John Mayer is fairly eloquent when talking/writing about music. He's had a few articles in Esquire and other magazines, and his blog usually makes for good reading. Since we both write about similar topics most of the time, this entry on his blog was particularly interesting. For the record, THIS LINK is to a post of my own from back in February which basically says the same thing. I'm just copy/pasting the John's whole post here:
"I was listening to Jimi Hendrix in the car today - which in Los Angeles means that I spent a lot of time listening to Jimi Hendrix today -when, to paraphrase the movie White Men Can't Jump, I stopped listening and started hearing Jimi.
I was zoning out to one of the many CDs cobbled together from studio outtakes when I began to wonder how Hendrix could play guitar for so long and still manage to keep me interested. His extended jams sometimes stretched out for longer than ten minutes, and still it all seemed necessary. ('Jam' doesn't really describe Hendrix's playing because it suggests something of less worth than he was actually engaged in.)
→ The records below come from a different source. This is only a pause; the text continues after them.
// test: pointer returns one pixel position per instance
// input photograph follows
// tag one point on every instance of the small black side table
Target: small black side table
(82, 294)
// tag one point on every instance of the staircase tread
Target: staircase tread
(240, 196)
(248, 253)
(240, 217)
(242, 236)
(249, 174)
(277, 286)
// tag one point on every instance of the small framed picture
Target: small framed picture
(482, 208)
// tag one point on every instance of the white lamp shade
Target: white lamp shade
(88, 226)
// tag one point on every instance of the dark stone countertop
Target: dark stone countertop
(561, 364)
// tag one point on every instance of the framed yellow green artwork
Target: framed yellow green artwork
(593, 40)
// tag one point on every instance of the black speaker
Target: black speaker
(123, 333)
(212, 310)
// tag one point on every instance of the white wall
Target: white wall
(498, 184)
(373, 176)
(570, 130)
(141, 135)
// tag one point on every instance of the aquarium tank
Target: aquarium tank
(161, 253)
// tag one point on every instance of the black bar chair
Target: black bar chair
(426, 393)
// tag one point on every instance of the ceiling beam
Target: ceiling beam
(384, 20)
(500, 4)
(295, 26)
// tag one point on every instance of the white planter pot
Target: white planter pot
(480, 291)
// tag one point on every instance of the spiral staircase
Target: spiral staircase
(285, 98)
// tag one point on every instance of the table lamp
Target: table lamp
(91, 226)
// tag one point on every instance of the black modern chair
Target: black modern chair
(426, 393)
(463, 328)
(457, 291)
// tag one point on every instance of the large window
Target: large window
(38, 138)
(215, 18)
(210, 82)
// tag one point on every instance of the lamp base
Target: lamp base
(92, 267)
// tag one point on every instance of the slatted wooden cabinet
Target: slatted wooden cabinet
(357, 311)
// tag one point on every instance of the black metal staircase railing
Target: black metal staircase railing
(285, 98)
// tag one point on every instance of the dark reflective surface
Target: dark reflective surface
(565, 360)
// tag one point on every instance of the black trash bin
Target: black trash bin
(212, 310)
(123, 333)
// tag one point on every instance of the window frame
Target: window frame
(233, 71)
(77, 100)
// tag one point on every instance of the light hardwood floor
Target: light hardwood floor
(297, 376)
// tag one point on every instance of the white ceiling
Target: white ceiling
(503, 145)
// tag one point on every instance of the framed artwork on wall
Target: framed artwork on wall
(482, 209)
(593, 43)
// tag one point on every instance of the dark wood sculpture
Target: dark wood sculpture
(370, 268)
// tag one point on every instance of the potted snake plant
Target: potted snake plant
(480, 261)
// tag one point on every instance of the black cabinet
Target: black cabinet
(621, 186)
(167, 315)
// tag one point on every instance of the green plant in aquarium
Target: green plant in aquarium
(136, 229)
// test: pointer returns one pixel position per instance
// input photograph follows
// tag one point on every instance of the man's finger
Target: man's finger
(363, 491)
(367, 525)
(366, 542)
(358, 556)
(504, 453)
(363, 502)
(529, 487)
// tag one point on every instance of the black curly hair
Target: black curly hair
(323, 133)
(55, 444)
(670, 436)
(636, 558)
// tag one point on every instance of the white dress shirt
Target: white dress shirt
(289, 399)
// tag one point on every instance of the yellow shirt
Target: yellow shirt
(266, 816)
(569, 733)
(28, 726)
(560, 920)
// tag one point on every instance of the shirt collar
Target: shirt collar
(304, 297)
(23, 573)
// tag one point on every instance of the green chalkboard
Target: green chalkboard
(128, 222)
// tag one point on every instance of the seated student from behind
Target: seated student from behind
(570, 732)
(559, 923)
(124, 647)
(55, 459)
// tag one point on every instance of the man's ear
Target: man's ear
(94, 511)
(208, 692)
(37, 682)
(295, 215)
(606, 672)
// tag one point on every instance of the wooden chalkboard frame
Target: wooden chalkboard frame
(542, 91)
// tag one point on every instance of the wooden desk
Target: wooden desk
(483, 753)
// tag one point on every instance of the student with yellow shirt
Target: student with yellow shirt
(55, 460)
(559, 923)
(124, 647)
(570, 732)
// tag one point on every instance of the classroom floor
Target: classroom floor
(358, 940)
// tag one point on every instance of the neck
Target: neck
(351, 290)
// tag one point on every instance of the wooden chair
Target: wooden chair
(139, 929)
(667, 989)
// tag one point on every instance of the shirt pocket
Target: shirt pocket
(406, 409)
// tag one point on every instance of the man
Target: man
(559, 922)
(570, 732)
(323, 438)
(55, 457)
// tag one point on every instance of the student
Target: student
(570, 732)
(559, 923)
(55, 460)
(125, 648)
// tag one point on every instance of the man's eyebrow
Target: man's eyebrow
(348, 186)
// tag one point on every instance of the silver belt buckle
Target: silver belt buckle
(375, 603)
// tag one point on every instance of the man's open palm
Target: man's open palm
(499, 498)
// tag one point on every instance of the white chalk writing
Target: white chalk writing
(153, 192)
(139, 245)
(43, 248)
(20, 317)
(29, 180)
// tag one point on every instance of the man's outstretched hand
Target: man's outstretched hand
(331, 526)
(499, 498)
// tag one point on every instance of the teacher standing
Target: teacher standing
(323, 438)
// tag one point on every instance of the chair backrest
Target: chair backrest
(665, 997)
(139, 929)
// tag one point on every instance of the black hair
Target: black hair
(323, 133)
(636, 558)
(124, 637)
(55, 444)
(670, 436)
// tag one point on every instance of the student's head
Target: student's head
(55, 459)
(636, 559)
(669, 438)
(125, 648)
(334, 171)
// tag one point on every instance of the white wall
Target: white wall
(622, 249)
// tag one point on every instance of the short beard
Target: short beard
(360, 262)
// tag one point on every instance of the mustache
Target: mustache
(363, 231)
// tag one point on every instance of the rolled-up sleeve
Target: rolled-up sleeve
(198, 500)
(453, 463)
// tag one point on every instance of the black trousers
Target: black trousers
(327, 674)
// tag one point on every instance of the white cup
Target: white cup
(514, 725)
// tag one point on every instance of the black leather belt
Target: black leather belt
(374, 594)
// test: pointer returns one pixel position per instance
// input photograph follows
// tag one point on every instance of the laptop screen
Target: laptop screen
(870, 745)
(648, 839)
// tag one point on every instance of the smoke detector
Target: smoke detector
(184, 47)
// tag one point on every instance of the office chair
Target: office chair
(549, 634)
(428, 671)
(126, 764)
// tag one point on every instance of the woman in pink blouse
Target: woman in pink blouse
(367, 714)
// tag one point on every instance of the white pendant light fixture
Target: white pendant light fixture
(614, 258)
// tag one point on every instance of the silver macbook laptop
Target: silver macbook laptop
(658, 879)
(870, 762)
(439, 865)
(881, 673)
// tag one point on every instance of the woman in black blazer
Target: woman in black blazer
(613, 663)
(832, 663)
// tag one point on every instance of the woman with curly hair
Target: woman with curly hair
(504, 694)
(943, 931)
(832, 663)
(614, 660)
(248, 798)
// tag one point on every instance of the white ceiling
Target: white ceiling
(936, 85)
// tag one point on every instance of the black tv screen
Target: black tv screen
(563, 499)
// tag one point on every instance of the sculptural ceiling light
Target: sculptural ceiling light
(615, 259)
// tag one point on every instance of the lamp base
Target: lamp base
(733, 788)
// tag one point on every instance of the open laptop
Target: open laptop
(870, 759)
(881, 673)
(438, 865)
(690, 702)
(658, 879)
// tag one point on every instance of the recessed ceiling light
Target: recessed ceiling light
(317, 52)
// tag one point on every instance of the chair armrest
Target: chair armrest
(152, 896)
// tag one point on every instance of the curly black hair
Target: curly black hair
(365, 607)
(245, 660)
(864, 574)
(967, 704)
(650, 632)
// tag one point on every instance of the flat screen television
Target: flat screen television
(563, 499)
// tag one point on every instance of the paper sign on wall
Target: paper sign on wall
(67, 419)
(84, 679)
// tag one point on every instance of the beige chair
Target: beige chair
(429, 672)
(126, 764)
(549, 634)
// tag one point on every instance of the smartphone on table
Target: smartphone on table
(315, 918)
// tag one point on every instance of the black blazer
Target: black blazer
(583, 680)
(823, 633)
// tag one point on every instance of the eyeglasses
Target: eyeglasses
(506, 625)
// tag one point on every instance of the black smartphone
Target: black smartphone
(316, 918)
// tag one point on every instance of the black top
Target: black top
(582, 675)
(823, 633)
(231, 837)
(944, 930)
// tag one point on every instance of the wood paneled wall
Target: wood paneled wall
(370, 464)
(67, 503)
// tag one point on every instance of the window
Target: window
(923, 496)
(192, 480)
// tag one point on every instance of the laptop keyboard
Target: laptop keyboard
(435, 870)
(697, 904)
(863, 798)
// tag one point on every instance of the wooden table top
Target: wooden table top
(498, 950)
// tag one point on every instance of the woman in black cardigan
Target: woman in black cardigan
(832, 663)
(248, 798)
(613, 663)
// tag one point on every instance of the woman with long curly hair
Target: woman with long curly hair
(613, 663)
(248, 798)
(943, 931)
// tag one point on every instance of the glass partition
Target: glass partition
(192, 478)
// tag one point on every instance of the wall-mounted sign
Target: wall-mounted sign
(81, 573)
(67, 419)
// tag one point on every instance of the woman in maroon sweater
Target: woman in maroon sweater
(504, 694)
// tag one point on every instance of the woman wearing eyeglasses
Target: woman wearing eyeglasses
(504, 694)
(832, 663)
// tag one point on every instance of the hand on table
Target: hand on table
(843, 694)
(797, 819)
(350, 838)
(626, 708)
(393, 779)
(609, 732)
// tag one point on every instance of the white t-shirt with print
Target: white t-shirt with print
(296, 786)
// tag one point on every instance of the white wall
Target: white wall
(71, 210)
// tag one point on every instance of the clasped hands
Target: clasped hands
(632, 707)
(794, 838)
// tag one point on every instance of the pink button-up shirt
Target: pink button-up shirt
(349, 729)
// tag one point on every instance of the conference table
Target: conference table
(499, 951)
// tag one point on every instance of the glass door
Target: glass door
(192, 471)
So the question posed to myself became 'how?' How did Hendrix get away with sticking so many landings in his soloing while the rest of the guitar playing world are left saddled in their own self-doubt? Was it the drugs? Well, maybe, but in my experience drugs never elevated people beyond their inborn capacity. Was it because he was the first to have assembled the perfect amalgam of Elmore James and The Big Bang, therefore relieving him of constant comparison to someone before him? This is harder to discount, but it's better covered in what I believe is the real explanation.
Jimi Hendrix, whether by chemical escapism or by the luxury of singularity that discovery offers, never played guitar sheepishly. He was so rooted in 'now' (which unfortunately at its most immediate sounding is still only best known as 'then') that he never read over his own ticker tape while he played. Maybe after, sure - that's where self-betterment stems from - but in the act, when thinking about yourself does you no good, there was no judgment. By not considering the expression worthless, he made it momentous.
And maybe that's one of the many things I have left to learn. Maybe I need to bend a note without concurrently wondering if it's going to reach the right pitch; maybe I just start closing my eyes and bending away. And with statistics showing that over 90 percent of my readership doesn't know what a minor pentatonic scale is, I bet this is worth transposing into non-musical terms. So here goes: close your eyes, get out of your own way, and JAM."
well said, John.
1 comment:
You write very well.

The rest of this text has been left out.